Interfacing Chat GPT: A Heuristic Approach for Improving Generative AI Literacies
Desiree Dighton East Carolina University
Introduction
In “Politics of the Interface” (1994), Selfe and Selfe imagined a future in which writing technologies would be shaped by computers and writing research. As our field developed alongside the evolution of personal computing, we’ve adapted writing theory, practice, pedagogy, and research to significant social and technological transitions. Throughout, we’ve kept our commitment to student agency. To scaffold students making key choices about how they position themselves as writers in school, professional, and social contexts, we emphasize flexible, individualized processes of brainstorming, conducting preliminary research, drafting, sharing their writing with others, reflecting on that feedback, revising, citing research, and more. We’ve spent decades convincing our students that the process they go through to generate a text is as valuable as and is inseparable from the end goal of their written products. Over the years, we’ve advocated for more inclusive writing and assessment practices and standards that take seriously student writing processes and their written products as academic writing with value. We’ve moved writing rubrics away from a ‘Standard’ Written English and toward honoring students’ home languages and linguistic diversity. As a field, we’ve largely embraced technologies as tools and avenues to expand the potentials for student agency in writing their personal and professional futures. Many of us have quickly adapted our pedagogies and assignments to link technologies and student writing, viewing these pivots as a necessary to help students fulfill professional and personal goals.
Early on, Selfe & Selfe (1994) observed that computer interfaces act as “linguistic and cultural contact zones,” a borderland that can be particularly harmful to “the perspective of the non-dominant groups in our culture” (p. 485). These interfaces, however, are the borders that must be crossed to access the computer’s infrastructure and processes for our varied human purposes (Grabill, 2003). Stanfill (2015) described interface design as providing “paths of least resistance” that users should take to the interface design and the information behind it. Even as interfaces provide routes to greater technological and information access, they also become frames we look through, so much that interfaces lose their visibility to users (Jones, 2021; Selfe & Selfe, 1994; Stanfill, 2015). Contrary to being neutral and transparent, interfaces contain and circulate not only information but the dominant “values of our culture—ideological, political, economic, educational” (p. 485). To “unconceal” (Selfe & Selfe, 1994, p. 501) the dominant values in our present era of “Generative AI” technologies like ChatGPT, we can engage our classrooms in building Critical AI Literacies through interface heuristic development and analysis. By doing so, we situate interfaces in their material specificity, identifying “the point of contact between two elements that interact” (Jones, 2021, p. 1) and the “complex set of material relations among culture, technology, and technology users” (Selfe and Selfe, 1994, p. 485). Such heuristic interface work will also construct and practice Critical AI literacies—the next great turn for the field of writing studies.
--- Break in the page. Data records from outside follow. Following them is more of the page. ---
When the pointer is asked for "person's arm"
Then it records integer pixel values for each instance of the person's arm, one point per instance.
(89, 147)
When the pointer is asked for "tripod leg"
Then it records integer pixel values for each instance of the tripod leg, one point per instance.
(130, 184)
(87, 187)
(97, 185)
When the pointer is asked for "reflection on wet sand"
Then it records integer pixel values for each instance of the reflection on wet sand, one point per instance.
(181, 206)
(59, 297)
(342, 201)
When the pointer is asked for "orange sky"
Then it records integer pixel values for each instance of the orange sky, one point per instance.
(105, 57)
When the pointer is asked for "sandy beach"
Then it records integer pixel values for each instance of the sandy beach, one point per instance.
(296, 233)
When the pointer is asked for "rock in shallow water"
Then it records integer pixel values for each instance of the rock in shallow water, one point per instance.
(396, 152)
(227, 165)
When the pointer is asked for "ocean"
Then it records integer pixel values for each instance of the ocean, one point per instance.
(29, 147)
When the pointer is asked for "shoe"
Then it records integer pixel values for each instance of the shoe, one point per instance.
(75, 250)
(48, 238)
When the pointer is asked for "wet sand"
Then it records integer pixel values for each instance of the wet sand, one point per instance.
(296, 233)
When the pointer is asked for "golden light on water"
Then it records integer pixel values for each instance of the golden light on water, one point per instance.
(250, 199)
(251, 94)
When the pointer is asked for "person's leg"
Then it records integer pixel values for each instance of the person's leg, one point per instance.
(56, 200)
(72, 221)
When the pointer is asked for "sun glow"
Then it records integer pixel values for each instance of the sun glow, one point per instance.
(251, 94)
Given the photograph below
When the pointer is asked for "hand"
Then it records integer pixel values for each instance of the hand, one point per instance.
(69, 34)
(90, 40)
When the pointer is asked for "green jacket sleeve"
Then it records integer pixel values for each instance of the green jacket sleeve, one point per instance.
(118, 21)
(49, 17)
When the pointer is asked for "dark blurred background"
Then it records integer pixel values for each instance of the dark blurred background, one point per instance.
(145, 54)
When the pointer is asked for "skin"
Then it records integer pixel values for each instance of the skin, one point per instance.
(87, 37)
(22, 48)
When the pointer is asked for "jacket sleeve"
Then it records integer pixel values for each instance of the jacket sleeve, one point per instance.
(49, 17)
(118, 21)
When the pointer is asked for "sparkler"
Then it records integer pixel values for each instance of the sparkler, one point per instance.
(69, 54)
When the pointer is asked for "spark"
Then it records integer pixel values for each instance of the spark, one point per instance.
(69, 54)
Over time, technology has become inseparable from how most of us orient to writing. In our research, we’ve translated and transformed literacy and writing concepts from print to digital (Gee, 2004; Hawisher & Selfe, 2000; Selber, 2004; Selfe, C., 1999; Yancy, 2003). Generative writing technologies like ChatGPT increase the urgency to impart more complex digital literacies that address “the nature, capacities, and risks of AI tools” and their use (MLA-CCCC Joint Task Force on Writing and AI). And yet, how do we develop critical analytics for better understanding and interacting with complex, black-boxed technologies like ChatGPT? We can begin with the materiality of its interface. As others have before us, we can ask what options—the affordances and constraints—have been included or removed from other common interfaces in the interface design for ChatGPT? How does the interface direct our attention and interaction with the infrastructure behind it—the language models and artificial intelligence technologies generating the response? While many contributors to this collection will offer meaningful recommendations for ChatGPT collaborations, this chapter will offer heuristic development and analysis at the level of interface. The next section highlights theories and practices of interface design and analysis as the foundation for heuristic approaches to building Critical AI Literacies with ChatGPT.
The recent widespread public access of generative AI “writing” technologies like ChatGPT depended upon its interface design. ChatGPT’s interface has taken a subtle but significant functional turn: it primarily relies on the real-time input of language phrases by its users, rather than pre-programmed and designed features like tool bars, drop down menus, and various buttons. The chat-based interface might not look new to us—we encounter “helpful” chat bots when we seek customer service on many websites, for instance—but ChatGPT is made of better stock than other chat bots, or so we’re told. Petabytes of data and advanced natural language technologies create the illusion of “human-like” learning and interaction when interfacing with the tool.
It’s the “human-like” characteristics ascribed to and performed by ChatGPT, along the “world-making” power of its rhetorical circulation (Jones, 2021; Gries & Brooke, 2018) that, ultimately, might prove more influential in transforming our educational and writing landscapes than any of its complex technologies alone.